Description of problem: Summary: Migration with Nested VM fails without, "invtsc cpu feature added to the VM's spec" in CNV 4.11, cpu: features: - name: vmx policy: require - name: invtsc policy: require As per the bug comment, https://bugzilla.redhat.com/show_bug.cgi?id=2100054#c2 Issue encountered: While trying to migrate windows VM that has WSL2 guest fails. Version-Release number of selected component (if applicable): 4.11 How reproducible: Always Steps to Reproduce: 1. Update nested support KBASE article, https://access.redhat.com/solutions/6692341 2. 3. Actual results: Current article, mentions "Virtual Machine Configuration" as, cpu: features: - name: vmx policy: require Expected results: Update "Virtual Machine Configuration" section, as below cpu: features: - name: vmx policy: require - name: invtsc policy: require Additional info: After doing so the Windows VM with WSL2 is able to migrate successfully.
Made the changes. It's still "Unpublished", I think someone needs to approve the changes.
Please hold off publishing it. We need to understand: 1. Why does this change occur? 2. Is the fix really complete by only setting the flag, why is the frquency not required?
(In reply to Fabian Deutsch from comment #2) > Please hold off publishing it. > > We need to understand: > 1. Why does this change occur? > 2. Is the fix really complete by only setting the flag, why is the frquency > not required? 1. It's because of QEMU's commit [1] that brakes backward compatibility in a way that forces HyperV Reenlightenment VMs to provide the --tsc-frequency parameter.

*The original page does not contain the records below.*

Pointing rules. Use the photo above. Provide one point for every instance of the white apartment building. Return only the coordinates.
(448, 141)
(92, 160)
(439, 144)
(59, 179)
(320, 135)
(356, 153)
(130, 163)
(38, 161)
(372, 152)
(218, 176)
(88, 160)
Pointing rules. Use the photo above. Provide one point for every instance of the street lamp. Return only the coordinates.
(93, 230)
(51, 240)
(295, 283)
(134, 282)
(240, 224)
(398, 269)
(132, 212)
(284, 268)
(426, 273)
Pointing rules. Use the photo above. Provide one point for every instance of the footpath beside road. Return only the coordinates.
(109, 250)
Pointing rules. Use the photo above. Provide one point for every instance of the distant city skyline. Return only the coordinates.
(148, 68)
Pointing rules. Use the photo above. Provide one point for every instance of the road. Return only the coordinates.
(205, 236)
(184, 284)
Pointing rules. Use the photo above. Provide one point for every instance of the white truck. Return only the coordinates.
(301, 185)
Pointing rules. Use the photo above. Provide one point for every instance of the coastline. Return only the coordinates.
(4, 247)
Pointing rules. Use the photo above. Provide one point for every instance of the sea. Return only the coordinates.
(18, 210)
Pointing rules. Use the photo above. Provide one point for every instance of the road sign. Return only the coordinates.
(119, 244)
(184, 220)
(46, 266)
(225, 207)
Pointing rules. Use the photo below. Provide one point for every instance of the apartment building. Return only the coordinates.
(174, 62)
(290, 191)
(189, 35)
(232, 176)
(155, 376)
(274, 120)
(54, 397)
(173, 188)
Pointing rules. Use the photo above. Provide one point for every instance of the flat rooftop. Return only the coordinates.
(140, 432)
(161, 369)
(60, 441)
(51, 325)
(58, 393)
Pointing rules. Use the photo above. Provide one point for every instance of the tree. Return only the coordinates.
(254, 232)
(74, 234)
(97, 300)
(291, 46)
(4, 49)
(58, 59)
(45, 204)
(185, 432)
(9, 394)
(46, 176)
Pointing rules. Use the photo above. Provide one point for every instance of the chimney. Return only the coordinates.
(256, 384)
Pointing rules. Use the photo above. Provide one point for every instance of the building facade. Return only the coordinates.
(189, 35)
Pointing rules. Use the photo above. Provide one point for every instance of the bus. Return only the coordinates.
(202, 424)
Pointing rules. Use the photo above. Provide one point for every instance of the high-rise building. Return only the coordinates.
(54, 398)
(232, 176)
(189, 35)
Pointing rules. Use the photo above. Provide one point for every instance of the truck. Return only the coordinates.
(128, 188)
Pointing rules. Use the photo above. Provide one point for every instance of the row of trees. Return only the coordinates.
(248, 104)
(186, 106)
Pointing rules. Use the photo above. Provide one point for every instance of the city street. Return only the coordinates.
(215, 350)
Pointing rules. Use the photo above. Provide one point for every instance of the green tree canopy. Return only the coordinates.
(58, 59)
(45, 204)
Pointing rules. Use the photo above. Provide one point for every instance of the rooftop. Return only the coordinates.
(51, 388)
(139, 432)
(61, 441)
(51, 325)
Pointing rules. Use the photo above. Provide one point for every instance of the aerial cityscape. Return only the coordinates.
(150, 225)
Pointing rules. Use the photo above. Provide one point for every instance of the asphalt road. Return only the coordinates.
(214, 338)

This landed on QEMU 6.0.0. In CNV 4.9/4.10 we use QEMU 5.2.0. On CNV 4.11 we use QEMU 6.2.0. 2. Yes, it's fixed by setting the flag. Setting frequency is not required from the user, since in Kubevirt we have a mechanism for finding the minimum cluster frequency then passing it to QEMU via --tsc-frequency. Behind the scenes, every node sets this info in a label (through node-labeller) then we get the minimum frequency and add it to VMI's TopologyHints if needed. Then, when we're creating the virt-launcher pod, we add --tsc-frequency parameter with the value found in TopologyHints and pass it to QEMU. [1] https://gitlab.com/qemu-project/qemu/-/commit/561dbb41b1d752098249128d8462aaadc56fd15d This PR's description is now updated and includes all information, I recommend looking there for more info: https://github.com/kubevirt/kubevirt/pull/7986 ------- @fdeutsch I think it's best to update the K-base with these two points: 1. The bug would be fixed asap. When it's fixed, the user should not do anything in order for the fix to kick in. 2. Until the bug it fixed - recommend using the workaround (adding invtsc feature). WDYT?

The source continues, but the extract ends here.